At the same time, Graham finds herself largely occupied with the cause of making the Post a public company. Striding into boardrooms overflowing with men, Graham appears mousy and deferential to her ally and chairman of the board Fritz Beebe (Tracy Letts). Whether this depiction is true or not—and the real-life Graham indeed confessed to a lack of self-confidence fostered by the sexism surrounding her—the screenwriters clearly see it as a dramatic necessity to tee up an eventual heroic climax of brave conviction on Graham’s part. Perhaps the socialite Graham was more comfortable in a ballroom than a boardroom, but her portrayal as a strong woman waiting to emerge from a dithering doyenne feels reductive.
Liz Hannah and Josh Singer’s less than fully formed script struggles to find the drama in the Post slipstreaming the Times, wearing down shoe leather acquiring and delving into the Papers (mostly the job of Bob Odenkirk’s Ben Bagdikian), and standing side-by-side with the Times in a Supreme Court showdown with the U.S. Attorney General. While certain scenes generate fleeting sparks (tense talks between Graham and personal friend Robert McNamara, well played by Bruce Greenwood), the filmmakers’ solution tends to be the characters speechifying, posing, and repeatedly declaiming the stakes (“We could all go to prison”).

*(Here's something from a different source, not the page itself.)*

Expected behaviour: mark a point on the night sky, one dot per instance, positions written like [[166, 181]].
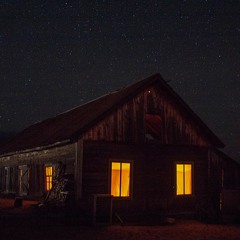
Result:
[[55, 56]]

Spielberg lays it on thick with “hero shots” of Hanks and Streep as John Williams provides musical undercarriage, but it’s hard not to get bogged down in Janusz Kaminski’s self-consciously grainy, grey photography and the literally wiggy period “detail” (this is the kind of movie that short-hands an unneccessary Vietnam sequence with a Creedence Clearwater Revival cue). The heroic journalism depicted in the Post could hardly be more timely, it’s true, but Spielberg’s take rarely achieves dramatic traction.